Customers in Pa. to report large decline in quarterly profit

Customers Bancorp in Wyomissing, Pa., had a choppy third quarter tied to a pair of unique business ventures.

The $10.5 billion-asset company warned in a press release Monday that it will soon report that its quarterly profit fell by nearly 80% from a year earlier, to $4.1 million. Customers will officially announce its results on Wednesday.

Customers said the steep decline in profit was due to the accounting treatment for its planned spin-off of digital-banking unit BankMobile and losses associated with its investment in Religare Enterprises, an Indian financial services conglomerate.

Jay Sidhu, chairman and CEO of Customers Bancorp.

A recent decision to spin BankMobile off in a tax-free exchange of shares with the $114 million-asset Flagship Community Bank in Clearwater, Fla., required Customers to add BankMobile’s results to its bottom line.

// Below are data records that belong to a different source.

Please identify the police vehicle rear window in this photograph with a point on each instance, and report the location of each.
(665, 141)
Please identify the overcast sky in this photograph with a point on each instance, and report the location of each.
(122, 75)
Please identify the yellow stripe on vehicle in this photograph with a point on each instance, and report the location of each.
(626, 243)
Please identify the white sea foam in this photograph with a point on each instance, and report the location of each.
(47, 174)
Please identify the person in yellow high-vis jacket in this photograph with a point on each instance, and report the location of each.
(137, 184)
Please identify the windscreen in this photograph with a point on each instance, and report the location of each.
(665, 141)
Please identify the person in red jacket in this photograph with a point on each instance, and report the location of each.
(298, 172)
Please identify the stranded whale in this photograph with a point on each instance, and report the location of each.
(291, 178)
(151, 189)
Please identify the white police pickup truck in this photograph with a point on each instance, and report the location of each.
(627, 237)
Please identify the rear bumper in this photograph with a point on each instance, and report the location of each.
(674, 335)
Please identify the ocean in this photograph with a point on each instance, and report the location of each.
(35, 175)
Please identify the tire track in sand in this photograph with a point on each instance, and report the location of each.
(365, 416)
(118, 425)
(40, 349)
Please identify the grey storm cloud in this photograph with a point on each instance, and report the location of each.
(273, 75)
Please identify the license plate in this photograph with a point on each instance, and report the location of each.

The business, which will likely report a $6.9 million loss in the third quarter, had been accounted for as a discontinued operation.

The accounting change will result in a $10.4 million after-tax hit to third-quarter profit.

Customers also said it wrote off $8.3 million of its Religare investment during the last quarter, reducing the value of the original $22.5 million stake to $2.3 million. Religare, which is struggling to service a debt load reportedly in excess of $300 million, has seen the value of its shares plummet by more than 80% in the past 12 months.

The high hopes that accompanied Customers’ decision to invest in Religare back in 2013 “haven’t panned out,” said Bob Ramsey, the company’s head of corporate planning and investor relations. “I wouldn’t expect us to do anything similar. We’ve learned from the experience.”

Absent those items, Customers said its net income would have topped $19.7 million.

Customers also said its decision to spin off BankMobile, which will leave its investors holding shares in the new company valued at $110 million, offers more value than selling the business to another financial institution. The move came after management realized that the Durbin Amendment’s cap on interchange fees would have made it virtually impossible to run BankMobile profitably.

“At the end of the day, when we weigh the costs and benefits, the spinoff made the most sense,” Ramsey said.